Candidate genes have been mapped to 5q31, where genes for the cytokines IL-3, IL-4, IL-5, IL-9, IL-13, and GM-CSF are located, consistent with the idea that these cytokines are involved in the reactions.
Linkage has also been noted to 6p, close to the HLA complex, suggesting that the inheritance of certain HLA alleles permits reactivity to certain allergens. Another asthma-associated locus is on chromosome 11q13, the location of the gene encoding the β chain of the high-affinity IgE receptor, but many studies have failed to establish a linkage of atopy with the FcεRI β chain or even this chromosomal region.
To summarize, immediate (type I) hypersensitivity is a complex disorder resulting from an IgE-mediated triggering of mast cells and subsequent accumulation of inflammatory cells at sites of antigen deposition.
These events are regulated in large part by the induction of TH2-type helper T cells that promote synthesis of IgE and accumulation of inflammatory cells, particularly eosinophils.
The clinical features result from release of mast-cell mediators as well as the accumulation of an eosinophil-rich inflammatory exudate. With this consideration of the basic mechanisms of type I hypersensitivity, we turn to some conditions that are important examples of IgE-mediated disease.
Local Immediate Hypersensitivity Reactions
Local immediate hypersensitivity, or allergic, reactions are exemplified by so-called atopic allergy. About 10% of the population suffers from allergies involving localized reactions to common environmental allergens, such as pollen, animal dander, house dust, foods, and the like.
Specific diseases include urticaria, angioedema, allergic rhinitis (hay fever), and some forms of asthma, all discussed elsewhere in this book. The familial predisposition to the development of this type of allergy has been mentioned earlier.
In pre-disposed individuals, initial exposure(s) to allergen leads to the activation of allergen-specific T helper 2 (TH2) cells and IgE synthesis, which is known as allergic sensitization.
Subsequent exposures to allergen cause inflammatory-cell recruitment and activation and mediator release, which are responsible for early (acute) allergic responses (EARs) and late allergic responses (LARs).

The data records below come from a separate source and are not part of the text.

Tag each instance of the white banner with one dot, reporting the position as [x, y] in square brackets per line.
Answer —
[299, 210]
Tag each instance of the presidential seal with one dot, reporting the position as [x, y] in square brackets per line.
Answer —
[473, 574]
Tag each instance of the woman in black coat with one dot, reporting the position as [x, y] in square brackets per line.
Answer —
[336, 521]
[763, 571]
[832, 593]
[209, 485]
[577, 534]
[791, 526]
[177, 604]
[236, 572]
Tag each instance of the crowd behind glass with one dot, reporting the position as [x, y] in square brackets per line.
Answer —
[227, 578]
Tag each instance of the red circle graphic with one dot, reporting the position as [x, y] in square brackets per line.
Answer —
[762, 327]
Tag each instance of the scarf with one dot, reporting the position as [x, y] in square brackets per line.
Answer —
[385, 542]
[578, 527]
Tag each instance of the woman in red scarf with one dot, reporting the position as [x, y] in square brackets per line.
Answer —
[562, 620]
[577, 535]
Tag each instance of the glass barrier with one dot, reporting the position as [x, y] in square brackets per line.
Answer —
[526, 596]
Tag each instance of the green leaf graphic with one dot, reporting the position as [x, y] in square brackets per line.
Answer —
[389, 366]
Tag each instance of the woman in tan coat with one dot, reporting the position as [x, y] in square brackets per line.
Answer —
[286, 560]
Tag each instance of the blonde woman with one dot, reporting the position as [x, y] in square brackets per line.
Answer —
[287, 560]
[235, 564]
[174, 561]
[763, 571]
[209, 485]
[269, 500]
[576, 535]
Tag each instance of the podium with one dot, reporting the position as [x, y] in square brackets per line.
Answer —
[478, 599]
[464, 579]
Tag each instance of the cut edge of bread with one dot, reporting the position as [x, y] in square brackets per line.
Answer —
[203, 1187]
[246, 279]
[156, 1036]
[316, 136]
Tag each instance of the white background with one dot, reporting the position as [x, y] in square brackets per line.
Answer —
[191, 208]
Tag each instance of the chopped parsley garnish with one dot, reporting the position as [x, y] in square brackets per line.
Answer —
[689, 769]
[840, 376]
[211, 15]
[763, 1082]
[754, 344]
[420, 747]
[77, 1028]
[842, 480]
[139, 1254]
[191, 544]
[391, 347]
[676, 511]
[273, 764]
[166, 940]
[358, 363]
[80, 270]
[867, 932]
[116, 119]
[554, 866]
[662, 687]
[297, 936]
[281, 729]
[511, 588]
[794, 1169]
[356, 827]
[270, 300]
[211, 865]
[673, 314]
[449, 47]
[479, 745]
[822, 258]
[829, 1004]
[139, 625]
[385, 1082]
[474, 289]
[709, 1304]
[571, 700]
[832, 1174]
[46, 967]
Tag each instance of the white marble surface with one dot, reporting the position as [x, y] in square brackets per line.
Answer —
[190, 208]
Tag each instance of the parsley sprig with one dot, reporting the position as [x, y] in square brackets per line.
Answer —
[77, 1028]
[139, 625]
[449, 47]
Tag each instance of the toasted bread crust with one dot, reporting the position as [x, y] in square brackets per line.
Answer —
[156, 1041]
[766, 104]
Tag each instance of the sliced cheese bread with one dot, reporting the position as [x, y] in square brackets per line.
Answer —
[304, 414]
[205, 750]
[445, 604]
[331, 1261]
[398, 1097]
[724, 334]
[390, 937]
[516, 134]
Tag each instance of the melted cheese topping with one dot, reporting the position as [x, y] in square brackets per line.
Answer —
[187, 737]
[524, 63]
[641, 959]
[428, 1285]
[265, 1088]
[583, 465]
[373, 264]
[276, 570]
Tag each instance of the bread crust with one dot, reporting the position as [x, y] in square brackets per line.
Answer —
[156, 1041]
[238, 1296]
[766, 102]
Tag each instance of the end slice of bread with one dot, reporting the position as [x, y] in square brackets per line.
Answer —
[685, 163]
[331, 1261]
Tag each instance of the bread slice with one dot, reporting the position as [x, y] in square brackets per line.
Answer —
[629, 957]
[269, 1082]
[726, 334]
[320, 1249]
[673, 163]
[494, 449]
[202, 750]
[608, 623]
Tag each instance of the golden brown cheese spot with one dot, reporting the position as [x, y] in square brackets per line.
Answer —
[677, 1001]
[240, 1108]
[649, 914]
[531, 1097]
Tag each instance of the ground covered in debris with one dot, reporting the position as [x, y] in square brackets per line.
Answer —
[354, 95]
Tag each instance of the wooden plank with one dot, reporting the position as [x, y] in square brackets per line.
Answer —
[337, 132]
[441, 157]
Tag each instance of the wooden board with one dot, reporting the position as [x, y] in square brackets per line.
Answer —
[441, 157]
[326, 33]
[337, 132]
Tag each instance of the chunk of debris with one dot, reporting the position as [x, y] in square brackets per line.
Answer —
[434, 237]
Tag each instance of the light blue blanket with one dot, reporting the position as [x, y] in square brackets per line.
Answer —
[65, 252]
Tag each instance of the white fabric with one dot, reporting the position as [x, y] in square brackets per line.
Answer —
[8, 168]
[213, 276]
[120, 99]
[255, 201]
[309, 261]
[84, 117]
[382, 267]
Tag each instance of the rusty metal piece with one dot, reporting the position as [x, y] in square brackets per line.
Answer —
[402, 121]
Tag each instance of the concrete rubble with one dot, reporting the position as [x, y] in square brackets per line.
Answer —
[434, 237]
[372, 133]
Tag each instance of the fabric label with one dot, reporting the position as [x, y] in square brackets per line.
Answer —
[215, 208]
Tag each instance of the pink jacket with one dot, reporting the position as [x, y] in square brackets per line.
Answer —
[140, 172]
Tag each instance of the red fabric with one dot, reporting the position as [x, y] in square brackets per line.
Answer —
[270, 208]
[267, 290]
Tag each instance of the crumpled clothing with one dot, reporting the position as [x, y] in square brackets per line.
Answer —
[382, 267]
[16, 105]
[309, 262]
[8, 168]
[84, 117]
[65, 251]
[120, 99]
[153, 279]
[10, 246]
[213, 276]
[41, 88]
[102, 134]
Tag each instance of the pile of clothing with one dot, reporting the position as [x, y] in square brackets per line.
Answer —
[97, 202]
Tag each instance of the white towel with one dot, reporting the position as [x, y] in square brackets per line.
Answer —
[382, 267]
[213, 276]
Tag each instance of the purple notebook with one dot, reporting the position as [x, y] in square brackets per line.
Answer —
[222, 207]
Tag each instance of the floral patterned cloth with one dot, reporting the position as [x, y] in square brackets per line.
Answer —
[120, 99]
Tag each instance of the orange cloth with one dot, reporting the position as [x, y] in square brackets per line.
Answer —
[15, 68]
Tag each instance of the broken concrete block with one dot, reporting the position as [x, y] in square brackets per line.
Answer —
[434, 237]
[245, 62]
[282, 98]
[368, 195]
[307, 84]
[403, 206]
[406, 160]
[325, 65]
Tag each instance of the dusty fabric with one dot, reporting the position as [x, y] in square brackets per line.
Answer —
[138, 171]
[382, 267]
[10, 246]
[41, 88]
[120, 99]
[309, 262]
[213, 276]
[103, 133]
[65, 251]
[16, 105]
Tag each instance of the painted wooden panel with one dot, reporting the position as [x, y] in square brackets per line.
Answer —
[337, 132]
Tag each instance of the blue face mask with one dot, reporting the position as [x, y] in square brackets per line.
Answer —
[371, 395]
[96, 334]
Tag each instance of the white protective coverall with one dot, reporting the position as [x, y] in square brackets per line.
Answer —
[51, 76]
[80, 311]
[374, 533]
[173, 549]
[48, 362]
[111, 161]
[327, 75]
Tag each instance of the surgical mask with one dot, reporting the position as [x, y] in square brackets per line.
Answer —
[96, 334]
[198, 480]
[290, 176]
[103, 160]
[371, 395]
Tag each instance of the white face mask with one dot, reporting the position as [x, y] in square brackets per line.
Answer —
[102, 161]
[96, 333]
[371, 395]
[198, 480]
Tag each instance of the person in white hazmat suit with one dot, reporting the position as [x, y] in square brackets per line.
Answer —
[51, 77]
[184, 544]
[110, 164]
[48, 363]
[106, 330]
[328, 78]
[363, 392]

In the EAR, within minutes of contact with allergen, IgE-sensitized mast cells degranulate, releasing both pre-formed and newly synthesized mediators in sensitized individuals.
These include histamine, leukotrienes and cytokines, which promote vascular permeability, smooth-muscle contraction and mucus production.
Chemokines released by mast cells and other cell types direct recruitment of inflammatory cells that contribute to the LAR, which is characterized by an influx of eosinophils and TH2 cells.
Eosinophils release an array of pro-inflammatory mediators, including leukotrienes and basic proteins (cationic proteins, eosinophil peroxidase, major basic protein and eosinophil-derived neurotoxin), and they might be an important source of interleukin-3 (IL-3), IL-5, IL-13 and granulocyte/macrophage colony-stimulating factor.
Neuropeptides are also proposed to contribute to the pathophysiology of allergic symptoms.